L’Italia rientra tra le prime 10 economie più attrattive per gli investimenti stranieri.
Ma non facciamoci ingannare. Se è infatti vero che le politiche orientate agli investimenti 4.0 hanno avuto un ruolo importante per rendere il nostro paese più attrattivo, portando finalmente al centro della politica economica temi rilevanti come l’innovazione tecnologica e la produttività, sussistono ancora troppi aspetti che limitano l’azione di chi vuole fare impresa nel nostro paese, con il rischio che chi investe, venga prevalentemente nel nostro paese a fare shopping di tecnologie e creatività, senza una reale ricaduta sul versante dello sviluppo e la crescita.
Non è un caso infatti che ad essere oggetto di investimenti, che assumono spesso la forma di acquisizioni, siano le imprese che hanno a che fare con il “Made in Italy”, dalla moda al food and beverage, passando ai produttori di macchine industriali.
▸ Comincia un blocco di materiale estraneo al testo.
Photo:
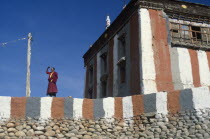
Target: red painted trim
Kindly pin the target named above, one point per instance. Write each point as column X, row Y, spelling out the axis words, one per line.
column 161, row 52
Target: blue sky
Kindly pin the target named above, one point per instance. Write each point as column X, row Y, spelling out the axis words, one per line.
column 62, row 32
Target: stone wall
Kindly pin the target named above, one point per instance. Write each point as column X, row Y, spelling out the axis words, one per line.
column 184, row 125
column 184, row 113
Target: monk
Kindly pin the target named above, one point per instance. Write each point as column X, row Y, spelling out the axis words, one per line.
column 53, row 77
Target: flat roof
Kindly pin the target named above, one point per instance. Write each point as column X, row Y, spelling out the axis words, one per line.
column 173, row 8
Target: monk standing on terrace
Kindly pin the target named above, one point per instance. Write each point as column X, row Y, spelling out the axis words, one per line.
column 53, row 77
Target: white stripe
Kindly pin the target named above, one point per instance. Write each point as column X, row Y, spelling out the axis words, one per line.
column 161, row 103
column 127, row 107
column 115, row 68
column 77, row 108
column 185, row 68
column 146, row 50
column 203, row 68
column 46, row 104
column 5, row 110
column 201, row 97
column 108, row 105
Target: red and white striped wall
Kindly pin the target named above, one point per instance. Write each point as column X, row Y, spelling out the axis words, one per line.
column 166, row 68
column 120, row 107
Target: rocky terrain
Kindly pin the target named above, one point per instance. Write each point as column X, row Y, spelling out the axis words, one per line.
column 184, row 125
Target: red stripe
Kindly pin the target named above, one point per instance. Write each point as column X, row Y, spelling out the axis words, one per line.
column 161, row 52
column 87, row 109
column 134, row 55
column 195, row 67
column 138, row 105
column 173, row 102
column 118, row 108
column 110, row 78
column 18, row 107
column 57, row 109
column 95, row 78
column 87, row 81
column 208, row 57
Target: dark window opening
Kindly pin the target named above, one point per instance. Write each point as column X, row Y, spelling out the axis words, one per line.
column 104, row 62
column 122, row 74
column 175, row 31
column 104, row 84
column 196, row 33
column 91, row 76
column 189, row 35
column 122, row 45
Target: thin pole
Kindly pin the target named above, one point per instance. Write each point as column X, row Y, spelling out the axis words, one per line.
column 28, row 89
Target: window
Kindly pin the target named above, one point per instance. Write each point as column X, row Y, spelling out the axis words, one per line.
column 104, row 86
column 122, row 56
column 189, row 34
column 122, row 69
column 196, row 33
column 104, row 62
column 122, row 74
column 90, row 76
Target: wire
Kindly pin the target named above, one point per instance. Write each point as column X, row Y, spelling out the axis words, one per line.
column 13, row 41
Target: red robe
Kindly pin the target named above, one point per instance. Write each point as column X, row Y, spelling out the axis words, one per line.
column 52, row 88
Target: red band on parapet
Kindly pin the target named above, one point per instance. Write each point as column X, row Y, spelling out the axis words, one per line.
column 173, row 102
column 57, row 110
column 18, row 107
column 138, row 105
column 87, row 109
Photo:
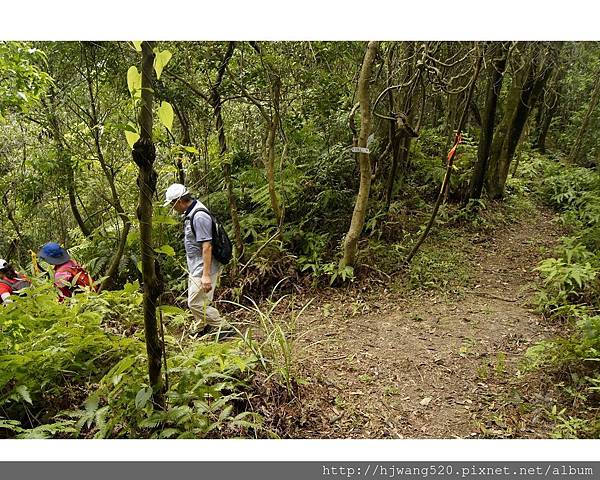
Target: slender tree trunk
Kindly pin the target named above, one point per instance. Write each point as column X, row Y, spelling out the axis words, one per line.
column 219, row 125
column 144, row 154
column 269, row 156
column 394, row 139
column 449, row 163
column 497, row 68
column 70, row 177
column 185, row 139
column 113, row 267
column 360, row 207
column 576, row 150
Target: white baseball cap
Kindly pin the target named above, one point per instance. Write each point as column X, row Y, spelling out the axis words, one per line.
column 174, row 192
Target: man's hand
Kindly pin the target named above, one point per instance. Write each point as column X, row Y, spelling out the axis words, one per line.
column 206, row 283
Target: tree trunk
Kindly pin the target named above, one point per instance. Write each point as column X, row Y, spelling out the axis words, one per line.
column 497, row 68
column 70, row 174
column 144, row 155
column 113, row 268
column 185, row 139
column 269, row 156
column 449, row 163
column 548, row 108
column 216, row 103
column 360, row 207
column 521, row 101
column 576, row 150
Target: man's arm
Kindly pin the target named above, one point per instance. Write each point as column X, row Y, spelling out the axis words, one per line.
column 207, row 257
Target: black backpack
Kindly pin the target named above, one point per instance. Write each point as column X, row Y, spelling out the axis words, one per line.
column 221, row 244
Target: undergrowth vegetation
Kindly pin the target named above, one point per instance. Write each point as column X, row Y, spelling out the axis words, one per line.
column 569, row 296
column 78, row 369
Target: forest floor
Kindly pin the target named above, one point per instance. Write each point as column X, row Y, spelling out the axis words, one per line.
column 441, row 363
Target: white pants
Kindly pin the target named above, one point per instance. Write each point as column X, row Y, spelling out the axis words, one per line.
column 199, row 302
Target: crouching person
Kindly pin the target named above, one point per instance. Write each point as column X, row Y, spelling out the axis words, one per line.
column 69, row 276
column 203, row 267
column 11, row 281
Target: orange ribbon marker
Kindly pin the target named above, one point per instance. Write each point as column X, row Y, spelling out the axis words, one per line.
column 452, row 151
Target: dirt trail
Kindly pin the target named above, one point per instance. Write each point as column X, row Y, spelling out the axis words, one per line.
column 426, row 365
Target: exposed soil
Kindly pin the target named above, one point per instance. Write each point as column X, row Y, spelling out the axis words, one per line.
column 421, row 364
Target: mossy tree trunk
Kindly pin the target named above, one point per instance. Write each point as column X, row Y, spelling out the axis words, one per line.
column 144, row 154
column 496, row 76
column 362, row 199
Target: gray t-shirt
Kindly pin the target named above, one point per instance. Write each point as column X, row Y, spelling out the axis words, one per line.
column 193, row 246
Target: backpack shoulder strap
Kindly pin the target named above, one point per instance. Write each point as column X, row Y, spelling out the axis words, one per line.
column 193, row 214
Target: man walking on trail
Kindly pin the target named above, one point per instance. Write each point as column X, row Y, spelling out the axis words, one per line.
column 203, row 268
column 11, row 281
column 69, row 276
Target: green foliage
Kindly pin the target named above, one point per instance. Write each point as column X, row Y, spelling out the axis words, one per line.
column 207, row 390
column 51, row 352
column 567, row 277
column 570, row 291
column 22, row 79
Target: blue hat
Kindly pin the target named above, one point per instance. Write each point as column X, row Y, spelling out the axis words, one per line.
column 54, row 254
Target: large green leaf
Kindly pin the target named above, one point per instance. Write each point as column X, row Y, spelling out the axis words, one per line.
column 160, row 61
column 165, row 115
column 134, row 82
column 132, row 137
column 142, row 397
column 166, row 249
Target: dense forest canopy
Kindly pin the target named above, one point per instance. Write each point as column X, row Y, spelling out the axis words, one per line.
column 328, row 163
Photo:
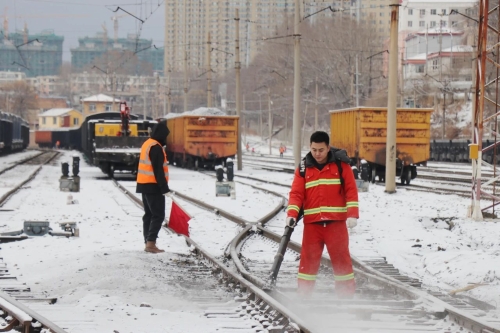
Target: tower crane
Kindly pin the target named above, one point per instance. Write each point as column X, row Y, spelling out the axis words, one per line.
column 115, row 24
column 6, row 20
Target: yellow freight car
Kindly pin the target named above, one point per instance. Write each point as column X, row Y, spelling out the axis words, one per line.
column 201, row 140
column 362, row 132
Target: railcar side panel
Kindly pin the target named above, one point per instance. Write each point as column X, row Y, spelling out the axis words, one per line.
column 204, row 139
column 362, row 131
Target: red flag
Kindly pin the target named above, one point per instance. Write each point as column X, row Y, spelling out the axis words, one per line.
column 178, row 220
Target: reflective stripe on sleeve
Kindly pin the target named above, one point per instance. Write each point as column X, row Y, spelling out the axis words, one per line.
column 307, row 277
column 344, row 277
column 325, row 209
column 322, row 181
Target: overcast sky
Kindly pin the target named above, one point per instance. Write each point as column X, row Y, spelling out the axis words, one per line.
column 79, row 18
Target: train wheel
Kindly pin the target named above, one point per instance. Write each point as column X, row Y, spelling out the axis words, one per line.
column 111, row 171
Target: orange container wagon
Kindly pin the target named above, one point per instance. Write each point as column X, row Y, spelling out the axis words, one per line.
column 362, row 132
column 201, row 140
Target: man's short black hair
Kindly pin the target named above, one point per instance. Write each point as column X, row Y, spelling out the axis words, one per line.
column 320, row 136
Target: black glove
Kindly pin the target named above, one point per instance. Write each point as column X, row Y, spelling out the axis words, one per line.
column 291, row 222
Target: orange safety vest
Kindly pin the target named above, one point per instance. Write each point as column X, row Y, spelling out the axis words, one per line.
column 145, row 172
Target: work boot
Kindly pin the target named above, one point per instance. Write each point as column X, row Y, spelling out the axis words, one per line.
column 151, row 247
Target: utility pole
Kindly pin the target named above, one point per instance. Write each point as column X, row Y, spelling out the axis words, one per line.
column 296, row 88
column 169, row 92
column 316, row 109
column 157, row 95
column 237, row 66
column 185, row 81
column 113, row 79
column 402, row 84
column 270, row 120
column 390, row 161
column 185, row 57
column 144, row 105
column 357, row 83
column 209, row 73
column 426, row 49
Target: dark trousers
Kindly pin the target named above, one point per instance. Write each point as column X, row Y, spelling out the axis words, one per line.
column 154, row 215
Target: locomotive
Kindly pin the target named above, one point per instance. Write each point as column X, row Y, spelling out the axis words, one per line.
column 14, row 133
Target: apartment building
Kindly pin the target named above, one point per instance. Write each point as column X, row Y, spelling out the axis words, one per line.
column 189, row 21
column 417, row 15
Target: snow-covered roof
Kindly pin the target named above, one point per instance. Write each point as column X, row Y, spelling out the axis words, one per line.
column 56, row 112
column 435, row 31
column 420, row 56
column 197, row 112
column 100, row 98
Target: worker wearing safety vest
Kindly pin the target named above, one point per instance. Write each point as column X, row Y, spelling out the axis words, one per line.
column 152, row 182
column 325, row 188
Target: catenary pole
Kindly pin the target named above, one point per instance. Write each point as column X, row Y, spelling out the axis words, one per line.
column 390, row 161
column 297, row 122
column 209, row 73
column 237, row 66
column 270, row 121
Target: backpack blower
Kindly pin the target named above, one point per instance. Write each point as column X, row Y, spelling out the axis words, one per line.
column 280, row 254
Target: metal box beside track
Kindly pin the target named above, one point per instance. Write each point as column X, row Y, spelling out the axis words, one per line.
column 201, row 139
column 362, row 132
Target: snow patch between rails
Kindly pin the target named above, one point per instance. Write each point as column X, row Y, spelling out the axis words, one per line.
column 197, row 112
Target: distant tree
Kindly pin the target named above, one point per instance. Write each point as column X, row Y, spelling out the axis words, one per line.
column 18, row 98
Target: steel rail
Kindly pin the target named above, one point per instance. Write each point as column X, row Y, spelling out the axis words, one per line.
column 274, row 299
column 21, row 162
column 256, row 292
column 4, row 197
column 22, row 314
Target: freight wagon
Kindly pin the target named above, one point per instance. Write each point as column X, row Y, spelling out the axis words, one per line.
column 14, row 133
column 47, row 138
column 201, row 140
column 362, row 132
column 105, row 146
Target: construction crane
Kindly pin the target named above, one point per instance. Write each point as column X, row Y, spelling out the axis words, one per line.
column 105, row 36
column 115, row 25
column 6, row 19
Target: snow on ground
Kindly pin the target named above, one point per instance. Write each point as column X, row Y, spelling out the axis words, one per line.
column 7, row 160
column 104, row 275
column 197, row 112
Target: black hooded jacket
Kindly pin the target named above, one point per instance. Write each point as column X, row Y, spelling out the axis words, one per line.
column 159, row 133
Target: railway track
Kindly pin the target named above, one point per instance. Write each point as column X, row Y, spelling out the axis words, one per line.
column 386, row 299
column 16, row 316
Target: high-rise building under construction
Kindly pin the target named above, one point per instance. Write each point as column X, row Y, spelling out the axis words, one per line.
column 92, row 51
column 36, row 55
column 189, row 21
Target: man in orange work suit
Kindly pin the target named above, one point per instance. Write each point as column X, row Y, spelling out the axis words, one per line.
column 325, row 188
column 152, row 182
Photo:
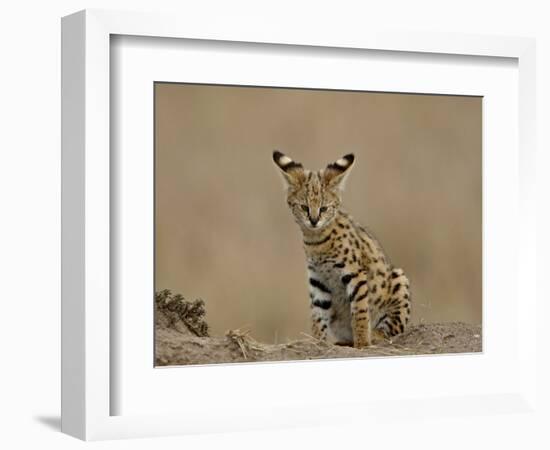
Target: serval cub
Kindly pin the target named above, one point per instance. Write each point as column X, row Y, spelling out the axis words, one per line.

Oggetto di acquisizione sono state di fatto proprio quelle imprese che, così tanto hanno contribuito a fare dell’Italia il secondo paese manifatturiero d’Europa.
Poche sono state invece le impese che hanno deciso di investire in Italia localizzandovi il proprio quartier generale piuttosto che i propri stabilimenti produttivi. E se Brexit poteva essere oggi l’occasione per attrarre in Italia gli esuli della finanza, anche in questo caso è emersa la preferenza di migrazione verso paesi che garantiscono maggiore stabilità e certezza del quadro normativo e legislativo.
Ciò che spaventa chi vuole investire nel nostro paese è certamente la burocrazia che, al di la delle dichiarazioni di intenti, non è stato oggetto di nessun intervento riformista da parte di nessuno degli ultimi governi.
Non è tanto la parola burocrazia a spaventare chi decide di non investire nel nostro paese, quanto semmai, i tempi che ad essa si associano. Rispettare norme, seguire procedure non sono una tipicità solo italiana, ma farlo in maniera semplice fornendo risposte veloci sembra non essere uno dei tratti più virtuosi della nostra pubblica amministrazione.
Infine, una predisposizione culturale tipica della nostra burocrazia che si è tradotta in interventi normativi che anziché favorire lo sviluppo, tendono a manifestare eccessi di tutela in merito all’impatto che un investimento può avere su un territorio.
Se questo è in parte giustificato, soprattutto per un territorio dallo straordinario pregio paesaggistico e ambientale o dalle particolarità del tessuto economico, dall’altro il tutto si traduce in iter con una complessità e con tempistiche tali da scoraggiare i potenziali investitori.
Il tutto in condizioni di asimmetria in quanto se è vero che chi investe fatica ad avere quella certezza sui tempi necessari per chi fa impresa, le amministrazioni meno efficienti sono esonerate, di fatto, da ogni responsabilità verso le imprese, ma anche verso gli stessi cittadini.
Concludendo, questo ennesimo post fiume, la vera sfida sarà oggi nella semplificazione dei processi e nella riduzione dei tempi per gli investitori, soprattutto per quelli stranieri che si dimostrano desiderosi di investire nel nostro mercato.
Serve un grande piano di semplificazione che passi oltre che per un generalizzato alleggerimento normativo, anche per un imponente piano di digitalizzazione degli archivi comunali, la madre di tutte le battaglie e causa prevalente, insieme al sistema delle sovrintendenze, dell’incertezza che si associa nel nostro paese per chi vuole fare business, per non parlare poi dei cronici ritardi della giustizia.